Flaxseed oil is made when dried flaxseeds are put in a mechanical press and pressure is applied downwards. The oil is squeezed out of the seeds and allowed to rest for a number of days. This gives an opportunity for any sediment to sink and the remaining oil is sent through a final filter before bottling. The result is a polyunsaturated oil, very high in Omega-3 fatty acids. However, as a polyunsaturated oil, it is extremely vulnerable to turning rancid. This is why it is important to buy flaxseed oil in a dark bottle, in the refrigerated section of your supermarket.

It is important to note that, like sesame oil, flaxseed oil is a polyunsaturated. Extra care must be taken to purchase, store, and use it properly. It is included in this list because it is an excellent source of essential Omega-3 fatty acids. Because flaxseed oil is so expensive, it is best to think of it as a ‘nutritional supplement’ versus a standard cooking oil.

Recipe

Add a spoonful of flaxseed oil to the blender when making your morning smoothie. Drizzle it over a salad or a bowl of hummus. You can make these Flaxseed Crackers extra special by brushing a little flaxseed oil on them, at the end of their dehydrating, and sprinkling with spices.
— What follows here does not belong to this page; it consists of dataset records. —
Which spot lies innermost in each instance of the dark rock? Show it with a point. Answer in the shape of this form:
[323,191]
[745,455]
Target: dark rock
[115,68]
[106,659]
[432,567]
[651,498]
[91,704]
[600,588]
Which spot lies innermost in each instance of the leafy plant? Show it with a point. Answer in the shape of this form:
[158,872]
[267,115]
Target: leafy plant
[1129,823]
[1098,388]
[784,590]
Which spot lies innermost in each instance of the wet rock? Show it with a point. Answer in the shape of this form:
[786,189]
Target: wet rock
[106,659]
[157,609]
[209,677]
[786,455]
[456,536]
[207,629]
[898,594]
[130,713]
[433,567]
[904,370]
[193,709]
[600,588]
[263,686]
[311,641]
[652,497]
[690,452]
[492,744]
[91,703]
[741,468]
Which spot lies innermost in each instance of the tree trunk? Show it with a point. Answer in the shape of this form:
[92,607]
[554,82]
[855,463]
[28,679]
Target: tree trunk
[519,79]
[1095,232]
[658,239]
They will be extra flavorful and nutritious.

Ghee

Type of Fat:65% saturated
Health Benefits:Lactose free, high in Butyric Acid (good for colon) and rare vitamin K2,  anti-inflammatory
Taste/Smell:Intense buttery, rich, nutty
Heat:None → High
Maximum Temp:485°F
How to Use:All types of cooking
What to Look For:A glass jar, real ghee made from cow’s milk (not vegetable oils)
Storage:Cupboard for semi-solid / refrigerator for solid

How It Is  Made

While not technically an oil, ghee deserves an honorable mention. It is another fat popular in Eastern cooking and traditional medicine. Culinarily, it performs exactly like an oil. Ghee is made by simmering butter and skimming off the foamy milk solids from the surface. If you have ever accidentally let a pan of melting butter burn, then you know the distinct smell and brown-black colour. That is caused by the milk in butter! By removing this component, a.k.a. clarifying the butter, the leftover pure fat (ghee) can withstand high temperatures. Spices are often incorporated in the simmering process to make special flavours of ghee.  

Recipe

Why not try making your own ghee?! You can keep it on hand in a glass jar, ready to saute veggies, stir in to mashed potatoes, or spread on toast.

Instructions:

  1. Use your highest quality pot to bring a brick of unsalted grass-fed butter to a low simmer. After it has melted, the butter will separate into three layers: a foamy top, pure butter in the middle, and milk solids on the bottom.
  2. Hold the melted butter at the medium-low temperature until the middle layer intensifies in colour. Be patient and do not raise the heat! You can use a spoon to push away the foamy layer and check on the clarified butter.
  3. When you are happy with how the middle layer looks and smells, turn off the heat and skim off all the foamy milk into a separate bowl. Wait a minute for pot’s contents to resettle.
  4. Then, slowly pour out the golden middle layer through a strainer and into a clean, glass jar. The solid milk particles will be left behind in the pan. Store your ghee in a cool, dry place. It will keep for several weeks at room temperature.

*Bonus: To make an Indian Spiced Ghee, try adding a teaspoon of any of the following spices while the butter is simmering: mustard seeds, cumin seeds, turmeric, coriander, ginger, cinnamon, cardamom pods, and fennel seeds.